Nearly a month after a new tax went into effect on disposable plastic utensils, the Finance Committee is now examining the policy more closely.
On November 1, Israel began taxing sales of disposable plastic utensils, including cups, plates, bowls, cutlery and straws, at a rate of NIS 11 per kilogram. However, lawmakers say Finance Minister Avigdor Liberman pushed the tax through too quickly to allow sufficient chance to debate the change.
The new tax, which approximately doubles the price for many items, is intended to reduce the use of disposable plastics, which are harmful for the environment. According to the law, manufacturers are responsible to pay the tax to the state, and they in turn pass higher costs on to the stores, and ultimately, the consumer.
Israelis are known to be some of the biggest consumers of disposable plastics in the world. They throw away about 70,000 tons of plastics each year, and spend NIS 2 billion on such items, according to the Environmental Protection Ministry.
Stores report that sales of such products have fallen as much as 50% in the first month.

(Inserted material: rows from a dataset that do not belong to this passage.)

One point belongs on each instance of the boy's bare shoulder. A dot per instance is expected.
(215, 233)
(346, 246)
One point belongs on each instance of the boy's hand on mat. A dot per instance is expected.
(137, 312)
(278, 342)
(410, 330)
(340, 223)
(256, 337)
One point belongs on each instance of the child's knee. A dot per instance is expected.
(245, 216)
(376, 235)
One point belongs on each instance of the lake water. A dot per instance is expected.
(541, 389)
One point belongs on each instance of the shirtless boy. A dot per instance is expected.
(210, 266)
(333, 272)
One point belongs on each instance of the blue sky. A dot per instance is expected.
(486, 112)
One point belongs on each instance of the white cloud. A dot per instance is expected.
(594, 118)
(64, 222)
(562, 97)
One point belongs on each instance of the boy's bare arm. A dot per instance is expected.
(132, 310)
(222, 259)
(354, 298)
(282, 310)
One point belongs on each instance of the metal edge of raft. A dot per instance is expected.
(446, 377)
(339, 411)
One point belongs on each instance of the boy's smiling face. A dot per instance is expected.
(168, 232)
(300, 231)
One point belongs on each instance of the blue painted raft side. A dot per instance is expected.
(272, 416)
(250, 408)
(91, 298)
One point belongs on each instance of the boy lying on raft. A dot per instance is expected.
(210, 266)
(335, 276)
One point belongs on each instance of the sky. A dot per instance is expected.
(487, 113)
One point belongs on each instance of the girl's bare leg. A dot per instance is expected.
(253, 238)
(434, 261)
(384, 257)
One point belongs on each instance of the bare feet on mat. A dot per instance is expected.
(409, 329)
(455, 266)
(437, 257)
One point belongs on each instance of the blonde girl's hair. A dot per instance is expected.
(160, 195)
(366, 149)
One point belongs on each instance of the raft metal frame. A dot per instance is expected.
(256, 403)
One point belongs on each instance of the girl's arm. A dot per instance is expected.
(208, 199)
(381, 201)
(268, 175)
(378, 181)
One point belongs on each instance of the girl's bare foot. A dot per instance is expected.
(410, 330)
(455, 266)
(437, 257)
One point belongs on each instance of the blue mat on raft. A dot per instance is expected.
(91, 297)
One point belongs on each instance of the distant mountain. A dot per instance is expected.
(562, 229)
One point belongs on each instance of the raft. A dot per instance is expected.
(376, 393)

However, numerous issues have come up. Manufacturers have requested longer payment terms to pay the taxes as they adjust to the new requirements. Others are outraged at the seemingly arbitrary way that the tax is applied to products of different levels of thickness or plastic coating.
Haredi politicians have also attacked the measure as discriminating against them, as the haredi (ultra-Orthodox) community uses plasticware at a higher rate than the rest of society.
At a Finance Committee meeting on Wednesday, manufacturer Amos Shaked noted that the paper cups produced by his factory are being taxed because they have a plastic content of 5%. This should be taken into account when calculating the tax, he said.
A tax on such paper cups hurts restaurants, said Tomer Moore, CEO of Strong Restaurateurs Together, an organization representing the industry.
“This law is going to be a direct hit to our pocket,” he said. “We seek to exclude paper cups from this law, or at least reduce the taxation on them to a minimum. Takeaway food is a significant revenue source for small places. On average, there are a million consumers a day who buy takeaway coffee in paper cups that are 100% biodegradable, with 5% plastic in them. This hurts our pockets directly.”
The tax would raise the cost of a cup of coffee by about 8% for restaurants and cafes, Moore concluded.
MK Uri Maklev added that manufacturers now have an incentive to use thinner plastics instead of thicker ones, which will now cost significantly more.
Shaked also said that trucks with disposable products from the Palestinian Authority, where the tax has not been imposed, have started coming in more frequently in the past month, allowing sellers to bypass the tax.
Committee chairman MK Alex Kushnir concluded the meeting with a request to investigate these issues before the next meeting.